JawaPos.com - Pengamat ekonomi energi Universitas Gadjah Mada (UGM), Fahmy Radhi, menilai Indonesia tidak lagi dapat mengandalkan sektor minyak dan gas bumi (migas) sebagai sumber pemasukan untuk negara. Pasalnya, defisit di sektor migas sudah terjadi sejak Indonesia menjadi net importer pada awal 2000-an.

Sebagaimana diketahui, Defisit migas yang melebar hingga USD 3,76 miliar menyeret neraca perdagangan nasional ke zona negatif sebesar USD 1,61 miliar pada Mei 2026.

“Sudah jadi net importer itu 2003 atau berapa itu ya. Nah sehingga kalau misalnya hanya mengacu pada migas itu pasti defisit. Nah, memang masih ada harapan lain itu,” ujar Fahmy kepada JawaPos.com, Senin (6/7).

Fahmy mengatakan, kontribusi ekspor migas semakin menurun seiring dengan terbatasnya produksi dalam negeri. Sementara itu, harga komoditas migas dan batu bara di pasar global juga dinilai tidak menunjukkan kenaikan signifikan, termasuk saat terjadi konflik global yang biasanya mendorong lonjakan harga energi.

Baca Juga: Neraca Dagang Defisit usai 72 Bulan Surplus, Ekonom CORE Soroti Masalah Struktural Migas

"Batu bara itu juga harga di pasar dunia itu memang tidak naik secara signifikan tadi.
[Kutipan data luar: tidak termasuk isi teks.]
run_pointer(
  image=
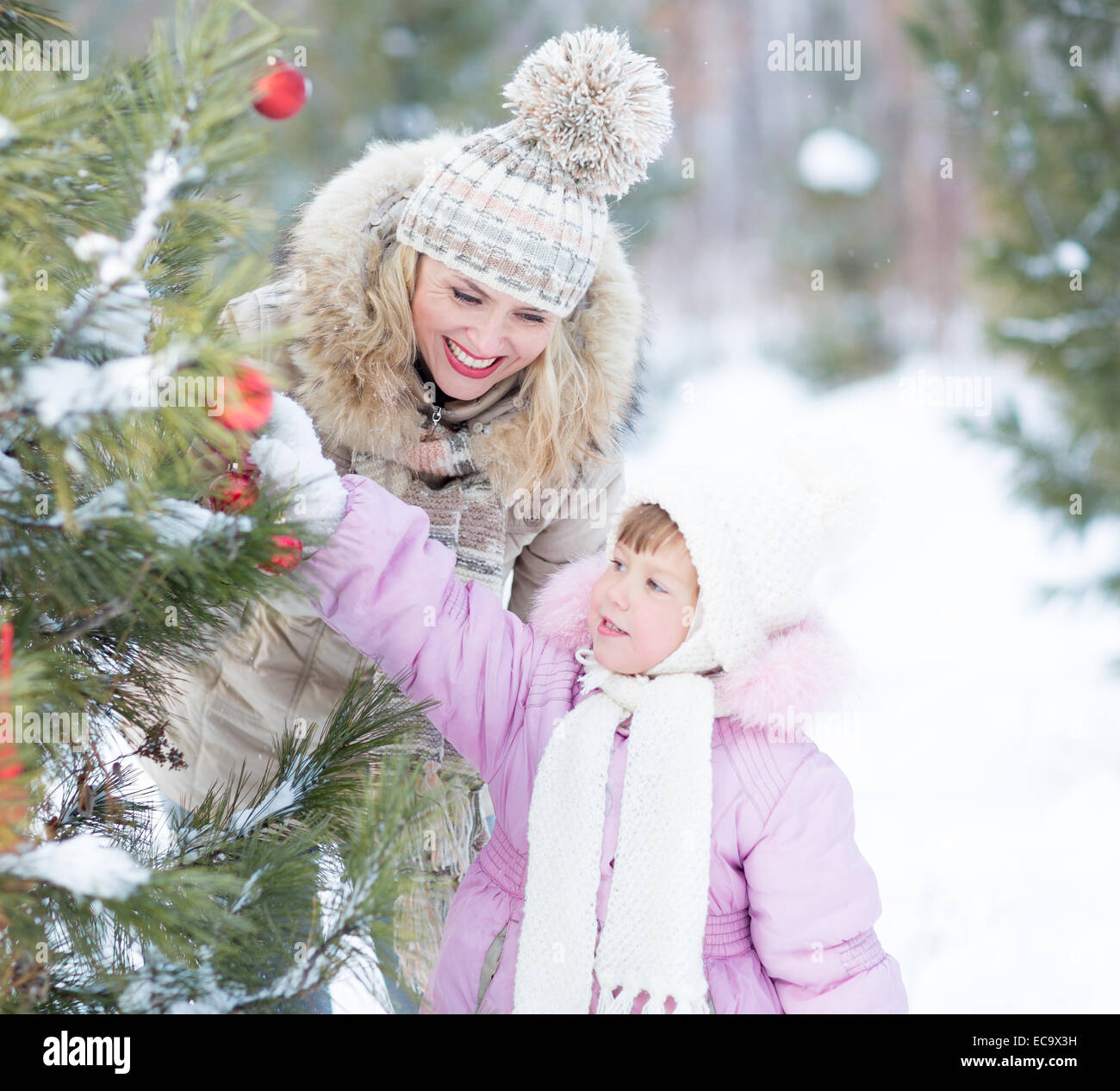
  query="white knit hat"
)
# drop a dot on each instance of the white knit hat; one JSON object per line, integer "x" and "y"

Nah itulah yang kemudian menyebabkan defisit di bidang migas tadi," ujarnya.

Ia memperkirakan kondisi tersebut diperkirakan akan terus berlanjut karena ketergantungan pada sumber daya alam (SDA) tidak dapat menjadi tumpuan jangka panjang bagi pendapatan negara.

Menurutnya, upaya yang selama ini dilakukan seperti pembatasan produksi komoditas tertentu tidak selalu efektif mendorong kenaikan harga global, bahkan dapat menimbulkan dampak lain di dalam negeri, seperti gangguan pasokan energi.

"Jadi, kalau kemarin pemadaman bergilir itu menurut saya masalah utamanya juga kekurangan pasokan batu bara tadi," ucapnya.

Lanjutnya, keterbatasan sektor SDA yang bersifat tidak terbarukan telah membuat produksi minyak nasional terus menurun dan sulit ditingkatkan meski telah dilakukan berbagai upaya optimalisasi.

Baca Juga: Setelah Surplus 72 Bulan Berturut-turut, Neraca Perdagangan Defisit USD 1,61 Miliar pada Era Prabowo

"Misalnya minyak, minyak itu kan menurun terus sampai tinggal 600 ribu barel per hari. Tapi kalau sudah berusaha semaksimal mungkin untuk meningkatkan produksi ya tidak naik sama sekali," ungkapnya.

Ia menilai satu-satunya arah yang dapat ditempuh Indonesia adalah memperkuat hilirisasi sumber daya alam agar memiliki nilai tambah yang lebih tinggi. Proses pengolahan dari hulu ke hilir dinilai dapat menciptakan ekosistem industri yang lebih kuat dan stabil.

"Kalau hanya dijual migas atau batu bara itu hasilnya rendah dan harganya unpredictable. Tapi kalau dilakukan hilirisasi, akan terbentuk ekosistem industrialisasi," pungkasnya.